Most antibodies known to interact with beta-adrenergic receptors do not exhibit subtype selectivity, nor do they provide quantitative immunoprecipitation. A monoclonal antibody, G27.1 raised against a synthetic peptide corresponding to the C-terminus of the beta 2-adrenergic receptor of hamster, is selective for the beta 2 subtype. G27.1 provides nearly quantitative immunoprecipitation of the beta 2-adrenergic receptor from hamster lung that has been photoaffinity-labeled and solubilized with sodium dodecyl sulfate. Immunoprecipitation is completely blocked by nanomolar concentrations of the immunizing peptide. This antibody interacts with beta 2-adrenergic receptors from three rodent species, but not with those from humans. When C6 glioma cells, which contain both beta 1- and beta 2-adrenergic receptors, are photoaffinity-labeled in the absence or presence of subtype-selective antagonists, subtype-selective photoaffinity-labeling results. G27.1 can immunoprecipitate beta 2-, but not beta 1-, adrenergic receptors from these cells. Similar results were obtained following subtype-selective photoaffinity-labeling of membranes from rat cerebellum and cerebral cortex. The beta-adrenergic receptors from C6 glioma cells and rat cerebral cortex exist as a mixture of two molecular weight species. These species differ in glycosylation, as shown by endoglycosidase F digestion of crude and immunoprecipitated receptors.     

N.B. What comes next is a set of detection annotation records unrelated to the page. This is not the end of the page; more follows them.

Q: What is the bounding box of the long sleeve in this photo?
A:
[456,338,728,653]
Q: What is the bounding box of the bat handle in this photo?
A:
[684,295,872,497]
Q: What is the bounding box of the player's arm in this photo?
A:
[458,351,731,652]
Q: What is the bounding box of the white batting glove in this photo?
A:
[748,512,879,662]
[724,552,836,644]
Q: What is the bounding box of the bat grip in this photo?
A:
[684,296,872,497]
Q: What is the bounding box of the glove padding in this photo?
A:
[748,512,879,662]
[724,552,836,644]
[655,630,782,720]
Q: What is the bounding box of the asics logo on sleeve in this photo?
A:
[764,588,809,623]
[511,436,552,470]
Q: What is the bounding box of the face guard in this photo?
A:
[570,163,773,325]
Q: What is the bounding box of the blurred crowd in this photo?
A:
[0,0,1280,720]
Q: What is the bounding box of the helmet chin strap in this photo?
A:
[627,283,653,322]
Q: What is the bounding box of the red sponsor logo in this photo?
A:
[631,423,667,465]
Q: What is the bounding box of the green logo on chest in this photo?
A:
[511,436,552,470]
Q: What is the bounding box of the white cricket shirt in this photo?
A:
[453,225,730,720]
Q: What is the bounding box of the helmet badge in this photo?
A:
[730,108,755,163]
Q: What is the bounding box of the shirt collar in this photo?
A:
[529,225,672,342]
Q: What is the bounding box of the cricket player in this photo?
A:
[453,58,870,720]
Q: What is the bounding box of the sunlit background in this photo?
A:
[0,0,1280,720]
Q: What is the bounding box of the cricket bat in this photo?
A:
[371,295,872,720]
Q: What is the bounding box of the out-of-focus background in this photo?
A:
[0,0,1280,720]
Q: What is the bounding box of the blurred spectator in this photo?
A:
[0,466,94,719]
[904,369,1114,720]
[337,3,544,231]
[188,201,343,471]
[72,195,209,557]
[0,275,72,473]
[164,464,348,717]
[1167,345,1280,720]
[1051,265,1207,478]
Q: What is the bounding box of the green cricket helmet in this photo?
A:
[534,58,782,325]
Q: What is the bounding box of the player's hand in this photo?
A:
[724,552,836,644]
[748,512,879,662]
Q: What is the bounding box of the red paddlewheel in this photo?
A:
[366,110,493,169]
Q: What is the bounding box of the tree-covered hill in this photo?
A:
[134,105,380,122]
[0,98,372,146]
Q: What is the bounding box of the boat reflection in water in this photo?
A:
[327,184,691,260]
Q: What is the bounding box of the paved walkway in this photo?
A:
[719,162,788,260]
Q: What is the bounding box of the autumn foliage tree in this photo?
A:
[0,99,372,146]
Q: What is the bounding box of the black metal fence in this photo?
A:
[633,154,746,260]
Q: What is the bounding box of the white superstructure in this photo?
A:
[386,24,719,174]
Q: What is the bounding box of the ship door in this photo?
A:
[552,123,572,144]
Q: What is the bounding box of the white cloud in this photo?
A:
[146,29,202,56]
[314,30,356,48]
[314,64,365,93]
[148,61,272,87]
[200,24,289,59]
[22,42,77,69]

Site-directed anti-peptide antibodies define the topography of the beta-adrenergic receptor

Molecular cloning has revealed the primary structure of a number of G-protein-linked receptors. The organization and topography of these proteins predicted to have seven hydrophobic membrane-spanning domains, in contrast, have not been established. Antibodies were prepared against 11 peptides corresponding to each of the hydrophilic sequences of the hamster beta 2-adrenergic receptor. Each of the anti-peptide antibodies displayed immunoreactivity for its synthetic peptide antigen and beta 2-adrenergic receptor (Mr 65,000) on blots of cell membranes and of purified receptor. All but three anti-peptide antisera also displayed immunoreactivity toward human placental and rat fat cell beta 1-adrenergic receptors, reflecting the level of sequence identity that exists between the two subtypes, Chinese hamster ovary cells stably transfected with an expression vector harboring the cDNA encoding the hamster beta 2-adrenergic receptor provided a cell type with 2 million receptors/cell, suitable for in situ localization of the sequences used as antigens. Indirect immunofluorescence of intact and permeabilized cells performed with these site-directed anti-peptide antibodies permitted the assignment of the general topography of each of the hydrophilic sequences of this G-protein-linked receptor. The results support the predictive value of hydropathy analysis for one class of membrane proteins with multiple transmembrane-spanning domains.